UK patient plays violin during unusual brain surgery
Dagmar Turner, a violinist for the Isle of Wight Symphony Orchestra, plays violin during surgery to remove a tumour from her brain, January 31, 2020. (King's College Hospital)
The Associated Press
Published Wednesday, February 19, 2020 9:30AM EST
LONDON -- Surgeons at King's College Hospital in London removed a brain tumour from a woman who played the violin during the procedure.
Doctors for violinist Dagmar Turner, 53, mapped her brain before the surgery to identify areas that were active when she played the instrument and those responsible for controlling language and movement.
Doctors then woke her in mid-procedure so she could play to "ensure the surgeons did not damage any crucial areas of the brain that controlled Dagmar's delicate hand movements," the hospital said in a statement.
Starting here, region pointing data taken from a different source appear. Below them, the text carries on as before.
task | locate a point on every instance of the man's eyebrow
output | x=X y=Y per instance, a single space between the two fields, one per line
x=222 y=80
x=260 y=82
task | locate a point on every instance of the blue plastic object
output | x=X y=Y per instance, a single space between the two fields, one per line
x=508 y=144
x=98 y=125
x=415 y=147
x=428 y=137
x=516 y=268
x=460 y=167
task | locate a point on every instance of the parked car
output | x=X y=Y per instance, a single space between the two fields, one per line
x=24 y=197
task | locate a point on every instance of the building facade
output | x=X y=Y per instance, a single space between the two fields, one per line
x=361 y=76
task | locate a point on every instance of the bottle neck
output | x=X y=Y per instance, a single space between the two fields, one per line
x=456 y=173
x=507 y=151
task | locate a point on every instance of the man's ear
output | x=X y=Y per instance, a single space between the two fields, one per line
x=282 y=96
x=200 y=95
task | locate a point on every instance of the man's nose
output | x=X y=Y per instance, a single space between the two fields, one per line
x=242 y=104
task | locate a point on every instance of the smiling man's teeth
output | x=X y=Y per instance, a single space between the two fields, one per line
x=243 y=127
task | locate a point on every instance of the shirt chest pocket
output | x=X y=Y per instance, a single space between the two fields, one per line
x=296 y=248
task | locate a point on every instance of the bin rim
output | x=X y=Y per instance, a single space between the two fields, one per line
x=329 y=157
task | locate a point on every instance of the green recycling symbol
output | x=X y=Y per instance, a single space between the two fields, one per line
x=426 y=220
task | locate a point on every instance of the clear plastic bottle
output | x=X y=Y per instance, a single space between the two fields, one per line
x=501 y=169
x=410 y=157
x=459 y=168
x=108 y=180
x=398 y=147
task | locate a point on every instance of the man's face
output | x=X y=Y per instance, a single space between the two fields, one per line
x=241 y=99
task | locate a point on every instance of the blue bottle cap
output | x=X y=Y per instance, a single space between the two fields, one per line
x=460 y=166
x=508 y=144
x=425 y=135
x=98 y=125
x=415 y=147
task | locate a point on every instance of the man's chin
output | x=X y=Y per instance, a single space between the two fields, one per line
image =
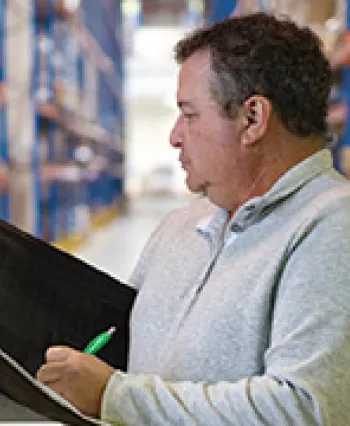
x=196 y=187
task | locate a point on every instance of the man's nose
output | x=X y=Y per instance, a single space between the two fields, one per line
x=176 y=135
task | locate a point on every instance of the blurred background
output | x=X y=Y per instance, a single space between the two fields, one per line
x=87 y=101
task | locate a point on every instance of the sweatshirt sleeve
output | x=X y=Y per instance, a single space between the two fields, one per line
x=306 y=380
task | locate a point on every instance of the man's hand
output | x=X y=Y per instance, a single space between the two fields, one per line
x=78 y=377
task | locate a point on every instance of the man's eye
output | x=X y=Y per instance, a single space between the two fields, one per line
x=189 y=115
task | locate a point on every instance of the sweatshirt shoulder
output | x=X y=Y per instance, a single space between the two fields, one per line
x=197 y=209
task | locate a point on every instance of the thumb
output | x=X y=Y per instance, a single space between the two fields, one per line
x=57 y=353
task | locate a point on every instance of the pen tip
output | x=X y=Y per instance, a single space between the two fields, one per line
x=111 y=330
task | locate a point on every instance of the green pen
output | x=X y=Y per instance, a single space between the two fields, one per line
x=99 y=341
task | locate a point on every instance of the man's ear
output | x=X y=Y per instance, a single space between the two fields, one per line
x=257 y=113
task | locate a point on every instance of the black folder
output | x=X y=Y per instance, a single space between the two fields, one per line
x=49 y=297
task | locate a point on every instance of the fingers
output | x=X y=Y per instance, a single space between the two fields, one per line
x=49 y=373
x=57 y=353
x=56 y=359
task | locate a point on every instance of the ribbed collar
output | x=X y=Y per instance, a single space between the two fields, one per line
x=212 y=226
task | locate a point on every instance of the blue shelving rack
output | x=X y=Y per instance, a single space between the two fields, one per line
x=73 y=191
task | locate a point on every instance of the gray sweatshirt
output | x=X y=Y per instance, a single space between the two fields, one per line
x=245 y=324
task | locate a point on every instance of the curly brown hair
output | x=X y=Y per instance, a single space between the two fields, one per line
x=260 y=54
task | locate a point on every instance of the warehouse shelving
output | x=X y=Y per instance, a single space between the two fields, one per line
x=74 y=153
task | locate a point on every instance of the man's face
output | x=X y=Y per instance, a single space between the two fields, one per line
x=209 y=144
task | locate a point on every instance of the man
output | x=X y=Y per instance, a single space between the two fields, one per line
x=243 y=314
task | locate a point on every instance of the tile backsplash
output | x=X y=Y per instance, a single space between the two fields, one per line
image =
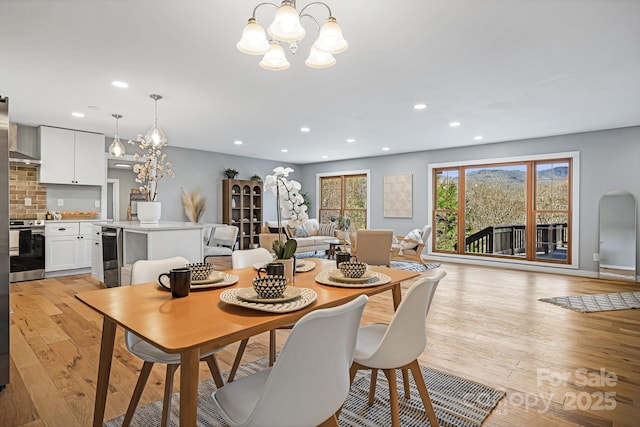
x=23 y=184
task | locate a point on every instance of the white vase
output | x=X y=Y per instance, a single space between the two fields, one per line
x=149 y=212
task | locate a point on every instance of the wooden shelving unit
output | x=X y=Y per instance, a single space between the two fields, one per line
x=242 y=207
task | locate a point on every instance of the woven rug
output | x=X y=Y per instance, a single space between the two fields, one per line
x=597 y=302
x=457 y=402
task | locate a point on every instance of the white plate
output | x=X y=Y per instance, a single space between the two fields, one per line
x=380 y=279
x=307 y=297
x=338 y=276
x=249 y=294
x=304 y=266
x=229 y=279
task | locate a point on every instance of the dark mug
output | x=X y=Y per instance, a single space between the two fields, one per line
x=272 y=269
x=179 y=280
x=343 y=257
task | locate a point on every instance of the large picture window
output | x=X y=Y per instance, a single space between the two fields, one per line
x=517 y=209
x=346 y=196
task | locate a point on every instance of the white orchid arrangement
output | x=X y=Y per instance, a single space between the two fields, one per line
x=154 y=166
x=290 y=205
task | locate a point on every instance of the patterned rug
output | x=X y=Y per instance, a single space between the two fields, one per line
x=597 y=302
x=457 y=402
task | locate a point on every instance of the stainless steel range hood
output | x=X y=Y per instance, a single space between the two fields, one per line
x=23 y=145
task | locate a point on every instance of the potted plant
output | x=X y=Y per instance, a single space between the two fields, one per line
x=290 y=204
x=153 y=168
x=230 y=173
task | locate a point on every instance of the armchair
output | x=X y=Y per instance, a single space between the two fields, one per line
x=410 y=247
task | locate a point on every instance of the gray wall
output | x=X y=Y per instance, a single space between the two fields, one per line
x=608 y=160
x=195 y=168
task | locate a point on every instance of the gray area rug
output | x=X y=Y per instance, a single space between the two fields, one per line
x=597 y=302
x=457 y=402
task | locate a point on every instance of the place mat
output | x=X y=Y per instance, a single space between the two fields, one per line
x=250 y=295
x=457 y=402
x=597 y=302
x=307 y=297
x=229 y=279
x=379 y=279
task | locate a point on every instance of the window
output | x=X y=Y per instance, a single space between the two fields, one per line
x=344 y=195
x=513 y=209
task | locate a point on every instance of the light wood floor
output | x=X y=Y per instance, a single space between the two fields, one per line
x=485 y=324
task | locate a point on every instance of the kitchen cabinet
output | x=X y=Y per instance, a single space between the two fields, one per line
x=71 y=157
x=68 y=246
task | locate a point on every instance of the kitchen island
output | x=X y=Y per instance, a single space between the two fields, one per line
x=155 y=241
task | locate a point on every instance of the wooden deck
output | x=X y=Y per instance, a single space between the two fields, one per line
x=485 y=325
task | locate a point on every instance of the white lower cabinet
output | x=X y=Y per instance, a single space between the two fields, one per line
x=68 y=246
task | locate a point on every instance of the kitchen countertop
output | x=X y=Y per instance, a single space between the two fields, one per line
x=162 y=225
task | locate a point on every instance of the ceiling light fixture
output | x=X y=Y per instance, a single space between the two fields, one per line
x=116 y=148
x=286 y=27
x=155 y=136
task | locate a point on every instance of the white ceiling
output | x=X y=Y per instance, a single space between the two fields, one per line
x=505 y=69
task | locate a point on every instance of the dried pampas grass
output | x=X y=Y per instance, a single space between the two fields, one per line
x=194 y=204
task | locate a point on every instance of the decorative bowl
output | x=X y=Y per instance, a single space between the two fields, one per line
x=353 y=269
x=200 y=270
x=270 y=286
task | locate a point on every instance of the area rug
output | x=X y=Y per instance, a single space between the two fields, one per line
x=597 y=302
x=413 y=266
x=457 y=402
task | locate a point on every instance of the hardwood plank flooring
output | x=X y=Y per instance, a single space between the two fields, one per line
x=485 y=325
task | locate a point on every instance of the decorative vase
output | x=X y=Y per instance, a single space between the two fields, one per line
x=289 y=268
x=149 y=212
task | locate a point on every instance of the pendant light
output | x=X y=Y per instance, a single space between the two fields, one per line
x=116 y=148
x=155 y=136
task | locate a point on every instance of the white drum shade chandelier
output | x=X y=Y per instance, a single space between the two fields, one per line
x=286 y=27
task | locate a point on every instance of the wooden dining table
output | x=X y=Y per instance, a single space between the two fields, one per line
x=201 y=322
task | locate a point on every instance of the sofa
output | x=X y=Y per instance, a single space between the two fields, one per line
x=310 y=236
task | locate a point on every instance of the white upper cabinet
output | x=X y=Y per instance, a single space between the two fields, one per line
x=71 y=157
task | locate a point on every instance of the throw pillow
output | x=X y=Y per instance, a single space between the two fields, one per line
x=301 y=232
x=326 y=229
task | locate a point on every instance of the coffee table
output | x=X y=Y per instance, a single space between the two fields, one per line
x=333 y=244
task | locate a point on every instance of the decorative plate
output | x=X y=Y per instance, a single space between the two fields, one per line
x=338 y=276
x=228 y=280
x=249 y=294
x=379 y=279
x=307 y=297
x=304 y=266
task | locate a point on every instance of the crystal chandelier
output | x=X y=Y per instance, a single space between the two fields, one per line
x=116 y=148
x=155 y=136
x=286 y=27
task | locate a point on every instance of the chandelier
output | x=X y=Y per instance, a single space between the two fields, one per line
x=286 y=27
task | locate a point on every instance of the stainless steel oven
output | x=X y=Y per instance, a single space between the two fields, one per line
x=26 y=250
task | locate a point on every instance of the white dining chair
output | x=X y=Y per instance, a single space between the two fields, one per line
x=242 y=259
x=145 y=271
x=309 y=382
x=398 y=345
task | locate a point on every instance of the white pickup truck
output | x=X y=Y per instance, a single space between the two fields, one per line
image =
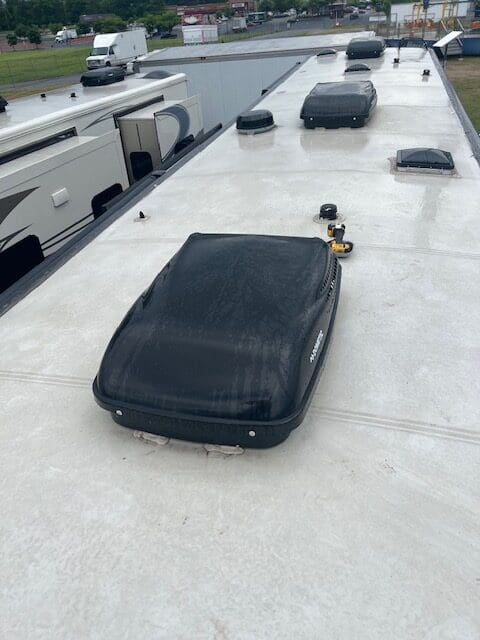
x=117 y=49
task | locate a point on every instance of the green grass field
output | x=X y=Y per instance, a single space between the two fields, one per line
x=44 y=64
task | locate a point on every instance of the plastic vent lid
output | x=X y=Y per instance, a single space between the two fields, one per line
x=256 y=121
x=358 y=67
x=424 y=158
x=327 y=51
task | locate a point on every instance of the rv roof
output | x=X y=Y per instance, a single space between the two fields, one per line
x=251 y=48
x=364 y=523
x=27 y=110
x=148 y=112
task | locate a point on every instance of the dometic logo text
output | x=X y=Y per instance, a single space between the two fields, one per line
x=316 y=346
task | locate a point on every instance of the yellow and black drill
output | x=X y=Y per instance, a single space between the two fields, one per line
x=339 y=247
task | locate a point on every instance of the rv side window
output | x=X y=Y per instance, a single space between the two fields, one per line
x=142 y=164
x=101 y=199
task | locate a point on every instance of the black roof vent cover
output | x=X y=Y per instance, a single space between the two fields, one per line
x=227 y=343
x=256 y=121
x=327 y=51
x=360 y=66
x=423 y=158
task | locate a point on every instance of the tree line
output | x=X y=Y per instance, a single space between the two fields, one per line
x=42 y=13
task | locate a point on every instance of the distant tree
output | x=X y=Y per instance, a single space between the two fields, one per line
x=54 y=27
x=12 y=39
x=34 y=37
x=149 y=21
x=21 y=31
x=168 y=19
x=386 y=7
x=314 y=6
x=266 y=5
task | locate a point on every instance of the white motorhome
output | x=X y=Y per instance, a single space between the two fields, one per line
x=64 y=156
x=117 y=49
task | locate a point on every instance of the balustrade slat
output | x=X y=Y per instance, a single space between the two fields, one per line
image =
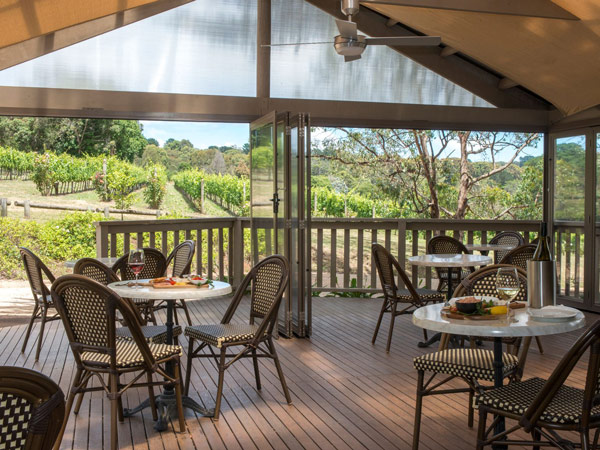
x=347 y=257
x=320 y=257
x=221 y=255
x=373 y=270
x=415 y=251
x=577 y=263
x=199 y=252
x=359 y=258
x=209 y=247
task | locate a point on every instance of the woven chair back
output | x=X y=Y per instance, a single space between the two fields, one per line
x=589 y=340
x=519 y=256
x=506 y=238
x=32 y=409
x=155 y=265
x=386 y=266
x=483 y=282
x=88 y=311
x=181 y=257
x=36 y=270
x=97 y=271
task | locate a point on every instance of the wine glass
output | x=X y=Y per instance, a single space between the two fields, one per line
x=136 y=263
x=507 y=285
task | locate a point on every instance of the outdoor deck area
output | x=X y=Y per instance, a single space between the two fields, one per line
x=346 y=393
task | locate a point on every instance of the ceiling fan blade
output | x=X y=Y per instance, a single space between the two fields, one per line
x=347 y=28
x=351 y=58
x=296 y=43
x=406 y=41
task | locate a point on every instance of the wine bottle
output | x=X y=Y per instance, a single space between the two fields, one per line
x=542 y=252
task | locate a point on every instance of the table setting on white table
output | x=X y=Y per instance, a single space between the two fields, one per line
x=170 y=290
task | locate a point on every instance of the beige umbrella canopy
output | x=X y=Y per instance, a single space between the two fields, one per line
x=558 y=59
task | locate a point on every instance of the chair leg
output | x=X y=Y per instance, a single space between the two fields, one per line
x=256 y=371
x=539 y=343
x=187 y=312
x=41 y=335
x=114 y=411
x=188 y=369
x=178 y=398
x=393 y=306
x=470 y=416
x=286 y=392
x=29 y=327
x=68 y=406
x=418 y=408
x=481 y=429
x=383 y=308
x=220 y=385
x=151 y=397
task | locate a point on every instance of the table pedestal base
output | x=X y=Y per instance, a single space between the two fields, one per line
x=166 y=405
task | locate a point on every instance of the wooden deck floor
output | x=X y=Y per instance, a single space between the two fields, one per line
x=346 y=393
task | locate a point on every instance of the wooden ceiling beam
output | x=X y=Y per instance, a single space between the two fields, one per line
x=455 y=68
x=529 y=8
x=44 y=102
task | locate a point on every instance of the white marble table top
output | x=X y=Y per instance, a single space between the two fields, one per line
x=109 y=261
x=450 y=260
x=489 y=247
x=520 y=324
x=217 y=289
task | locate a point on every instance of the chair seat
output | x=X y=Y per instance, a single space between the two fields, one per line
x=219 y=334
x=129 y=355
x=565 y=407
x=465 y=362
x=427 y=295
x=156 y=334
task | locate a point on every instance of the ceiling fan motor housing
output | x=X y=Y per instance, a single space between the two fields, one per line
x=350 y=7
x=349 y=47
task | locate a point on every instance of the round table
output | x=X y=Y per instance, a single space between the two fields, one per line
x=519 y=325
x=489 y=247
x=166 y=402
x=108 y=261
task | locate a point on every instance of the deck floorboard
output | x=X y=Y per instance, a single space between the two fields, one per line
x=347 y=394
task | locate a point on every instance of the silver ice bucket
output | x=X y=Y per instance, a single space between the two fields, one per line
x=541 y=283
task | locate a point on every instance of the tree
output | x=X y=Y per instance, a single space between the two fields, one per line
x=432 y=169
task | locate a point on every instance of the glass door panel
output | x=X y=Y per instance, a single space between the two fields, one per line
x=569 y=206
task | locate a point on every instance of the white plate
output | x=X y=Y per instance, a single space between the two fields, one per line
x=553 y=314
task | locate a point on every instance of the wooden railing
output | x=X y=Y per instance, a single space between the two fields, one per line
x=340 y=248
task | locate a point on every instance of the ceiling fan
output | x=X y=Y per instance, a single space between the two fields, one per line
x=351 y=45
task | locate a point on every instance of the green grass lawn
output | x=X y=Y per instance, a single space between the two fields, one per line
x=174 y=202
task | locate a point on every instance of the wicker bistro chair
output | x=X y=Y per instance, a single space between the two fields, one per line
x=97 y=271
x=36 y=272
x=32 y=409
x=519 y=256
x=181 y=258
x=506 y=238
x=409 y=298
x=155 y=266
x=89 y=311
x=444 y=245
x=545 y=408
x=473 y=365
x=268 y=281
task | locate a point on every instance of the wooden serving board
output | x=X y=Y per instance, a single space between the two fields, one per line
x=175 y=286
x=449 y=315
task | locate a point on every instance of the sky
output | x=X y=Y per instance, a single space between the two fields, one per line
x=201 y=134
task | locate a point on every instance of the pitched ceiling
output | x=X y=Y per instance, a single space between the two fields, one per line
x=557 y=59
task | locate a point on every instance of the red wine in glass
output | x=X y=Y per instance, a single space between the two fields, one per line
x=136 y=262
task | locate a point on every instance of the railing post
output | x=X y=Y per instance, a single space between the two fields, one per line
x=237 y=244
x=101 y=240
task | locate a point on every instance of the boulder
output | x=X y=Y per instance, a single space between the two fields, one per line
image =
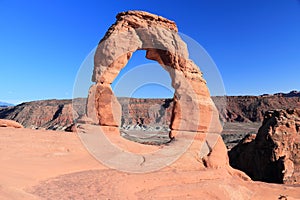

"We knew how important the violin is to Dagmar, so it was vital that we preserved function in the delicate areas of her brain that allowed her to play," said Prof. Keyoumars Ashkan, her neurosurgeon. "We managed to remove over 90% of the tumour, including all the areas suspicious of aggressive activity, while retaining full function in her left hand."
Turner, who plays in Isle of Wight Symphony Orchestra and various choral societies, left the hospital three days later and hopes to return to her orchestra soon. She was full of praise for the efforts of Ashkan, a fellow music lover.
"The thought of losing my ability to play was heart-breaking but, being a musician himself, Prof. Ashkan understood my concerns," she said. "He and the team at King's went out of their way to plan the operation -- from mapping my brain to planning the position I needed to be in to play."